OBJECTIVES: Intravenous delivery of mesenchymal stem cell (MSC) is a noninvasive approach for myocardial tissue repair. We aimed to test this strategy in a pig model of myocardial infarction and to examine the usefulness of new echocardiographic applications to monitor cardioprotective effects of stem cell therapy. METHODS: Pigs (n = 8) received autologous or allogeneic MSCs (1 x 10(6)/kg body weight) labeled with fluorescent dye 48 hours after proximal left anterior descending coronary artery occlusion. Infarct size, myocardial function, and perfusion (A x beta) were assessed by myocardial contrast echocardiography and standard histologic methods after 1 month. RESULTS: Morphologic analysis revealed that labeled MSCs migrated in the peri-infarct region resulting in smaller infarct size by myocardial contrast echocardiography (control vs autologous and allogeneic MSC: 38 +/- 10% vs 25 +/- 5% and 28 +/- 6%, P < .01), higher fractional area shortening (23 +/- 3% vs 34.0 +/- 7% and 28 +/- 2%, P < .01), higher cardiac synchrony (167 +/- 36 vs 68 +/- 17 and 85 +/- 26 milliseconds, P < .003), and improved microvascular flow A x beta in the ischemic border zone (0.18 +/- 0.2 vs 0.56 +/- 0.3 and 0.49 +/- 0.2, P < .03). CONCLUSIONS: Systemic delivery of autologous and allogeneic MSCs preserves myocardial viability even in large animals and is, therefore, an attractive approach for tissue repair. Myocardial contrast echocardiography is useful to evaluate microvascular perfusion, which was enhanced by MSCs.
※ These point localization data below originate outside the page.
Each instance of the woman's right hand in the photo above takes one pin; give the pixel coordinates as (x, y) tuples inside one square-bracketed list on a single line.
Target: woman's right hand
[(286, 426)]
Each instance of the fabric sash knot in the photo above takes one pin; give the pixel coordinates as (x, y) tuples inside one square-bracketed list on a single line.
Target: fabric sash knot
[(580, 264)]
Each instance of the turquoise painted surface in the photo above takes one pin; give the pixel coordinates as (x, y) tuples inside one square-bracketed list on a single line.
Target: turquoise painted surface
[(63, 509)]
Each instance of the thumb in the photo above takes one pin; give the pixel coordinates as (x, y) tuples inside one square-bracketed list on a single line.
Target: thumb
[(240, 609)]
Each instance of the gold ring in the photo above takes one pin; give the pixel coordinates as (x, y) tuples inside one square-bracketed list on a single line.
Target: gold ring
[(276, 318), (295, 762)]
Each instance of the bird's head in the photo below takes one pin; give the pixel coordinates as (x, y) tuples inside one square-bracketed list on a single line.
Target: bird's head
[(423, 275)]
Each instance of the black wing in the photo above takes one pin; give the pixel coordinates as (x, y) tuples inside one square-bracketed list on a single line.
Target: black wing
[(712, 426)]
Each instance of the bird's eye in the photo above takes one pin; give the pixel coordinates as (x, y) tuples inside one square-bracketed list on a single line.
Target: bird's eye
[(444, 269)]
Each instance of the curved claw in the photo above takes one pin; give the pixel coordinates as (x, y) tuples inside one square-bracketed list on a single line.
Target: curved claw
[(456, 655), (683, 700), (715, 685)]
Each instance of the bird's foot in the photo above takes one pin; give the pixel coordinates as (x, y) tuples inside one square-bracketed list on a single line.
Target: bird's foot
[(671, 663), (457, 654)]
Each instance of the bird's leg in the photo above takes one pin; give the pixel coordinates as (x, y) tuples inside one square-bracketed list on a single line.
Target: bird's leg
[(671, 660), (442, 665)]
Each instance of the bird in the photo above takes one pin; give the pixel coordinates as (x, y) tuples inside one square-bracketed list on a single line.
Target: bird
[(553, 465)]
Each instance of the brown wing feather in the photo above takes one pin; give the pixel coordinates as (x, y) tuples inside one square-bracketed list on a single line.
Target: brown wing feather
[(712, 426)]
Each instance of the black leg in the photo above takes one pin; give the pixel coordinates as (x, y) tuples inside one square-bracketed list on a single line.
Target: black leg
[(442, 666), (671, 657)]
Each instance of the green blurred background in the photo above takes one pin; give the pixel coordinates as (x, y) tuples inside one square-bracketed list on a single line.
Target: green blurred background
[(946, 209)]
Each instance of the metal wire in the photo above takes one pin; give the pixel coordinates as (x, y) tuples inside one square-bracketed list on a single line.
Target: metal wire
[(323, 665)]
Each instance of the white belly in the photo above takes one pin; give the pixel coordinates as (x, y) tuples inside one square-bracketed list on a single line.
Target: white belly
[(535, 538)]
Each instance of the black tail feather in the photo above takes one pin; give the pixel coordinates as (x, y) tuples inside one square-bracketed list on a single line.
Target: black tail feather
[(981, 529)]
Intravenous delivery of autologous mesenchymal stem cells limits infarct size and improves left ventricular function in the infarcted porcine heart.

Systemic delivery of bone marrow-derived mesenchymal stem cells (MSCs) is a noninvasive approach for myocardial repair. We aimed to test this strategy in a pig model of myocardial infarction. Pigs (n = 8) received autologous MSCs (1 x 10(6)/kg body weight) labeled with fluorescent dye 48 h post proximal left anterior descending artery (LAD) occlusion. Hemodyamics, infarct size, and myocardial function were assessed at baseline and after 1 month. Morphologic analysis revealed that labeled MSCs migrated in the peri-infarct region, resulting in smaller infarct size (32 +/- 7 vs. 19 +/- 7%, p = 0.01), higher fractional area shortening (23 +/- 3 vs. 34.0 +/- 7%, p = 0.001), lower left ventricular end diastolic pressure (18.7 +/- 5 vs. 10.2 +/- 4 mmHg, p = 0.02) and higher +dp/dt (4,570 +/- 540 vs. 6,742 +/- 700 mmHg/s, p = 0.03) during inotropic stimulation. Systemic intravenous delivery of MSCs to pigs limits myocardial infarct size and is an attractive approach for tissue repair.